Es muy común decir que tenemos la capacidad de oír a los demás, pero a la vez que nos cuesta el escuchamos, esto debido a que no se trata solo de quedarnos quietos y sin hablar cuando nuestro interlocutor no esta exponiendo algo, sino que además se requiere el prestarle toda nuestra atención a quien nos esta exponiendo lo que piensa o supone. No podemos negar que en ocasiones nuestro cuerpo esta presente en algún lugar, pero nuestras mentes andan en otro y por lo tanto, hacemos la pantomima de estar escuchando a alguien, cuando simplemente la estamos oyendo: y eso. La escucha es por lo tanto una actividad que nos obliga a integrar nuestro cuerpo, mente y espíritu con ese otro ser que nos esta a la vez entregando lo mejor de él; su capacidad de crear y de recrear que tiene en su lenguaje.

Una perla anónima nos invita a: “tomarnos el trabajo de escuchar nuestras experiencias para comprender a los otros”.

Cuentan que cuando le preguntaron al conciliador cuál era su secreto para trasformar tantas circunstancias conflictivas y convertirlas en relaciones armónicas, este comentó: – se bien que escuchar es uno de los factores más poderosos e influyentes en las relaciones humanas. Y es que estoy convencido que uno siempre busca a las personas que le escuchan. Además que las ideas crecen y toman más cuerpo cuando escuchamos, que cuando hablamos.

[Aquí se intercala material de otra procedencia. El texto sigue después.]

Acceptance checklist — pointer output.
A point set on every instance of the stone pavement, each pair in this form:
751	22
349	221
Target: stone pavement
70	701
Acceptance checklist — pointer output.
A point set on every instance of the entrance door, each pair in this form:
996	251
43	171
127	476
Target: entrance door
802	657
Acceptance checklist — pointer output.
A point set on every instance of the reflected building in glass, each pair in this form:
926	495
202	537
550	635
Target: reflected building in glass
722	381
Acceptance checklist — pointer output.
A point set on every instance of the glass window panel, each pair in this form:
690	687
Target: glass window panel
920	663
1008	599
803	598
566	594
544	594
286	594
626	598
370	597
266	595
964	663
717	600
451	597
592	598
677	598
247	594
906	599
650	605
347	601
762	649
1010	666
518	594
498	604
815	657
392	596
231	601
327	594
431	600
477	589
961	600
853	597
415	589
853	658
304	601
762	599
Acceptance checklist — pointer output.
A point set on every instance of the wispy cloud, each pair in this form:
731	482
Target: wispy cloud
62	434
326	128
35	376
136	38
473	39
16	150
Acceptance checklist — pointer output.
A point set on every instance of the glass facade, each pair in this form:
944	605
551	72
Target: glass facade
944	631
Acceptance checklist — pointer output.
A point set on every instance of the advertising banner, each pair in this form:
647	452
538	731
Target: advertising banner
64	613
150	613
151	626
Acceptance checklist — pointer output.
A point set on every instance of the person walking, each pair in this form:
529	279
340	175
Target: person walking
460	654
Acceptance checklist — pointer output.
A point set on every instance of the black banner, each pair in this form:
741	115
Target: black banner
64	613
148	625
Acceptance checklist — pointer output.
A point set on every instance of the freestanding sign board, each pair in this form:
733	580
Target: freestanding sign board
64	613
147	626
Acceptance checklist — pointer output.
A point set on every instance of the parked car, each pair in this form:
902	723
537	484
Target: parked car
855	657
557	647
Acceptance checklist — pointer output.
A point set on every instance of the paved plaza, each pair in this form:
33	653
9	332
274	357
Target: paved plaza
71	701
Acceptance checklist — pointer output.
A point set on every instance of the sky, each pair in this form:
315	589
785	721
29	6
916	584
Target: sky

Los seres humanos contamos con dos orejas que permanecen abiertas todo el tiempo y con una sola boca que regularmente se mantiene cerrada, como una forma quizá de recordarnos por parte de la Creación que estamos más llamados a escuchar que a hablar y que además debemos estar siempre atentos a escucharnos como a la vez prestos a mantenernos en silencio especialmente cuando estamos molestos.

El Texto de Textos nos revela en Juan 14:15, “si me amáis, guardad mis mandamientos”.

Aquí y ahora tenemos la oportunidad de decidirnos por valorar el aprendizaje que nos ofrecen nuestras…                                            COTIDIANIDADES…                                                                                   ¡nos trasformaremos!